Tune in to your teen. Even though this is a time when you think they don’t need you as much as they did when they were little, they still need to feel connected to you and know that you are there for them. Find some time to do things together that you both enjoy. Encourage open and honest conversations. Be sure to give your teen plenty of comments on the things you see them doing right. They need to know you approve of them.

Guide your teen by setting rules and expectations. This is a critical time in your child’s life to have clear expectations and rules. Don’t assume your teen knows how you feel about drinking and using drugs. You may feel like you are stating the obvious, but they need to clearly hear your words and how you feel. The rules you establish help bring your expectations to life. They help provide teens with a safety net while they are figuring out who they are and what they can and cannot do in life. Expect some push back when enforcing rules. That is normal teenage behavior. Stay calm, listen to their reasons and give your reasons as well. Stay firm, but have some flexibility when it seems appropriate. For example, as your teen gets older and more responsible, they may have a later and later curfew.

Monitor your teen. Even teens that are well aware of the rules and expectations of their parents will sometimes break the rules. Remember when you were a teen? Did you ever bend or even break a few of your parent’s rules?

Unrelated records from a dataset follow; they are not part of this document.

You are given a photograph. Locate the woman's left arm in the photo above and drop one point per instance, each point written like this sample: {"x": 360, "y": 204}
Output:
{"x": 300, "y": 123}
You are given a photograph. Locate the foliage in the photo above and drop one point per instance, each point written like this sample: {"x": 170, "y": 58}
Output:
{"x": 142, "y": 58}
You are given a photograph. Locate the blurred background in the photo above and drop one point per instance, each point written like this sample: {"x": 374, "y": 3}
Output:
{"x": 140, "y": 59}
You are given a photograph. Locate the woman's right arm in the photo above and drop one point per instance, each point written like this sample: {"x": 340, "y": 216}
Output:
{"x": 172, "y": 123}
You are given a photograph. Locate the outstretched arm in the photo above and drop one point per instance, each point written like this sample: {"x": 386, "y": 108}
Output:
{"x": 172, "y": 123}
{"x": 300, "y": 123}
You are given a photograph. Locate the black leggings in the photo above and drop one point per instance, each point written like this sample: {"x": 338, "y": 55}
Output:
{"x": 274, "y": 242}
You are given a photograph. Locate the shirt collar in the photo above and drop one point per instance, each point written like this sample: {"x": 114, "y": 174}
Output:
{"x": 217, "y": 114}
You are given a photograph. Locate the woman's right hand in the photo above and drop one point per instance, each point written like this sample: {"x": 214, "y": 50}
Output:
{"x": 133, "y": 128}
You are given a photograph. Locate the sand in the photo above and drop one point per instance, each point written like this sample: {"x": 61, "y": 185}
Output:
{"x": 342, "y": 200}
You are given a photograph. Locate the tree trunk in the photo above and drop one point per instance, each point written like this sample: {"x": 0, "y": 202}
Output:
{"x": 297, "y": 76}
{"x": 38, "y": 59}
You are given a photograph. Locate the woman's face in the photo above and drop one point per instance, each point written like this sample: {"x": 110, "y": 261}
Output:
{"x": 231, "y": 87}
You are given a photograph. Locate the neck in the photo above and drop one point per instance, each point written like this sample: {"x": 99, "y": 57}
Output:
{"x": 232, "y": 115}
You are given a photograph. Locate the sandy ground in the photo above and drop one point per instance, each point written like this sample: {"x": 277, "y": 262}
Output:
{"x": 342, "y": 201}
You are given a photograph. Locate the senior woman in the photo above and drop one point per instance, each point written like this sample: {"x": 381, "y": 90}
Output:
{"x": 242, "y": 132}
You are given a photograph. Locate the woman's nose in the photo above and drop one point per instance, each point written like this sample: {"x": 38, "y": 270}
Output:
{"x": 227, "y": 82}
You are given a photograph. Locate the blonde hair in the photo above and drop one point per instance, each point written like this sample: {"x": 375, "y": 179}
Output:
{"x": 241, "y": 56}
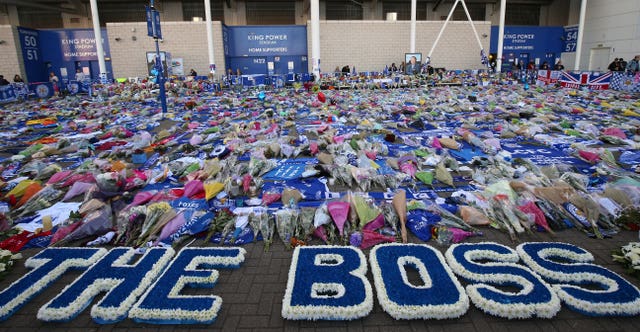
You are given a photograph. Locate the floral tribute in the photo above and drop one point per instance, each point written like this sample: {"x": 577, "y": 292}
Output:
{"x": 47, "y": 267}
{"x": 329, "y": 283}
{"x": 439, "y": 296}
{"x": 114, "y": 274}
{"x": 193, "y": 267}
{"x": 567, "y": 267}
{"x": 487, "y": 265}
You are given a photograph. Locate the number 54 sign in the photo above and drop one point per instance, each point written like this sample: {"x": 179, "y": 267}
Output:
{"x": 570, "y": 38}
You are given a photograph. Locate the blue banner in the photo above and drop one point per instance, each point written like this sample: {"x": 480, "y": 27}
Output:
{"x": 31, "y": 55}
{"x": 73, "y": 44}
{"x": 41, "y": 89}
{"x": 543, "y": 43}
{"x": 7, "y": 94}
{"x": 570, "y": 38}
{"x": 62, "y": 52}
{"x": 265, "y": 40}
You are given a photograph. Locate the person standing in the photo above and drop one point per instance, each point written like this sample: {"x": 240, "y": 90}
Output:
{"x": 634, "y": 65}
{"x": 413, "y": 67}
{"x": 623, "y": 64}
{"x": 614, "y": 65}
{"x": 54, "y": 81}
{"x": 558, "y": 65}
{"x": 80, "y": 77}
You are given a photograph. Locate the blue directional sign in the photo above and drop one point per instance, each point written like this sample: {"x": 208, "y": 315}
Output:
{"x": 153, "y": 23}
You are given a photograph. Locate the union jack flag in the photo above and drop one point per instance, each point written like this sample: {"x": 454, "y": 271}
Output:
{"x": 594, "y": 81}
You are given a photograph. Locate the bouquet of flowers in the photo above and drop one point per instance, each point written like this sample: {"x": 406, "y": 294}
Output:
{"x": 629, "y": 256}
{"x": 155, "y": 212}
{"x": 286, "y": 220}
{"x": 7, "y": 260}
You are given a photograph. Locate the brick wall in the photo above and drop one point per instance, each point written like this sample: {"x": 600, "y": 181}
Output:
{"x": 10, "y": 52}
{"x": 370, "y": 45}
{"x": 186, "y": 40}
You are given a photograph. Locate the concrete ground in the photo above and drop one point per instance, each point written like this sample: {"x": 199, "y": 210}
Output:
{"x": 252, "y": 298}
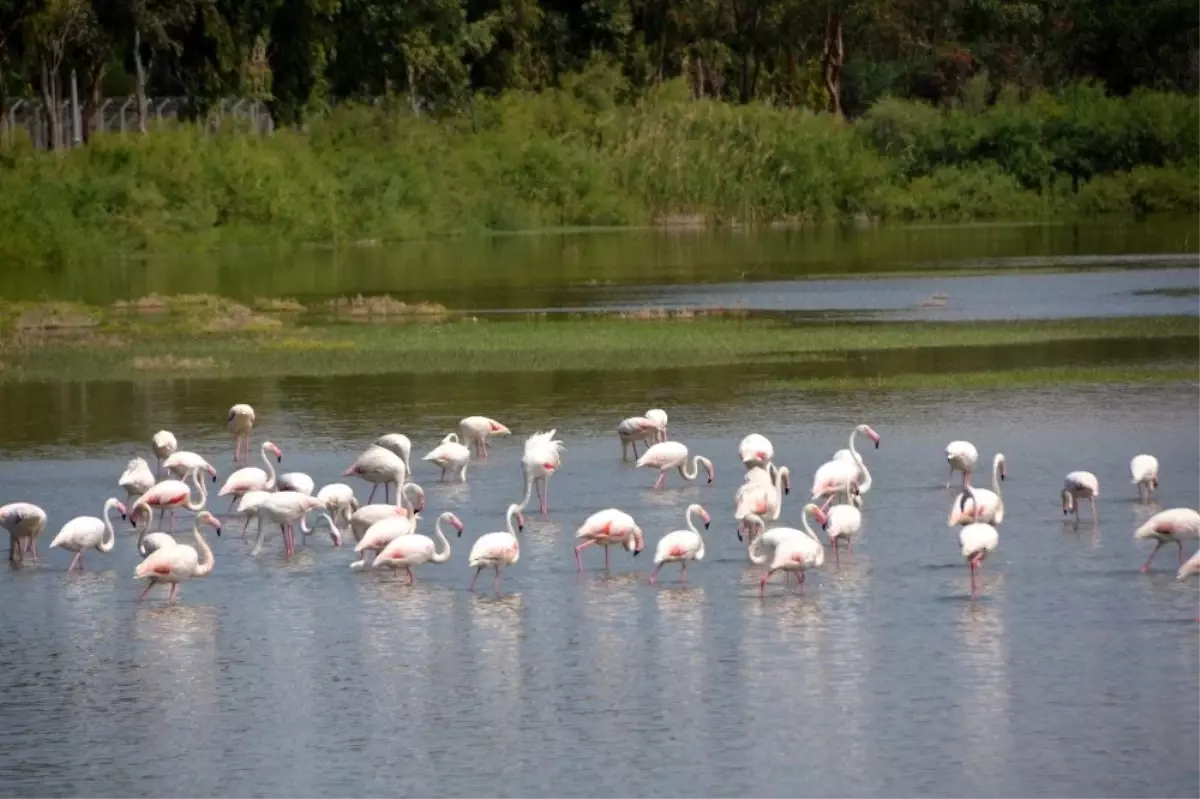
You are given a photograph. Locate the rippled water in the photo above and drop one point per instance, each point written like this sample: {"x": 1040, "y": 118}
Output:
{"x": 1069, "y": 677}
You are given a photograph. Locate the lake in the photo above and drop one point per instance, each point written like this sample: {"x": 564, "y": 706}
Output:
{"x": 299, "y": 677}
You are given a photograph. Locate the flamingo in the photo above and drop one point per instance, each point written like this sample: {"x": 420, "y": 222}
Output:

Yes, it is important to trust your teen, however you also need to monitor them. This means knowing where they are, who they are with, what they are doing, and when they will be home. It includes respectfully asking questions – avoid interrogation. Insist they check in with you – and you should be checking up on them. Let them know that you will be monitoring them, so they know what to expect.

Respect your teen. Teens are just starting to develop their own set of ideals, values and expectations in life. They are craving respect and acknowledgment for their individuality. When they feel respected by their parents, they are more likely to return that respect and more likely to learn to respect themselves. This is an important protective factor for teens because a teen with little, to no self-respect is more likely to be involved in risky behaviors such as drugs, alcohol and early sexual activity. Encourage them to express their own ideas, opinions and beliefs.

Although it can be a worrisome time in parenting, many of us survived our teen years without too many bad outcomes. It can also be an exciting and proud time as you guide their journey to becoming capable, strong and interesting adults.